MTH 4140: Midterm 1 Practice 2

• (a) We must specify an ordered pair \(G=(V,E)\) such that \(V\) is a set and \(E\) a symmetric relation on \(V\). The set \(V\) has to contain \(5\) elements and the set \(E\) must contains \(14\) ordered pairs of elements in total.

  One such example is \(V=\left\{A,B,C,D,E\right\}\) and \(E=E_1\cup E_2\), where \(E_1=\left\{(A,B), (B,C), (C,D), (D,E), (E,A), (A,D), (A,C)\right\}\) and \(E_2=\left\{\left(u,v\right): (v,u)\in E_1\right\}\).

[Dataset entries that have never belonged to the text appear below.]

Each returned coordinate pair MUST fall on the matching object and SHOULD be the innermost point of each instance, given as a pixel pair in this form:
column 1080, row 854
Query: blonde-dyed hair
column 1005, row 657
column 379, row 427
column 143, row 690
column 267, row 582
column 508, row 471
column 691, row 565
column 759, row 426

• (b) Let us denote the complement as \(\hat G=\left(G,\hat E\right)\). The set of vertices is the same \(V=\left\{A,B,C,D,E\right\}\) and the set of edges \(\hat E\) consists of exactly those ordered pairs \((u,v)\in V\times V\) that do not belong to \(E\). Therefore \[\hat E=\left\{ (B,D), (B,E),(C,E),(D,B),(E,B),(E,C) \right\}.\]

Recall that a non-trivial graph is an Eulerian trail if and only if the number of vertices of odd degree is at most \( 2 \). Therefore the answers are the following:

For the first graph the answer is no. The graph has two vertices of degree 5 and two vertices of degree 3;

For the second graph the answer is yes;

For the third graph the answer is no. The graph has three vertices of degree five and one vertex of degree 3.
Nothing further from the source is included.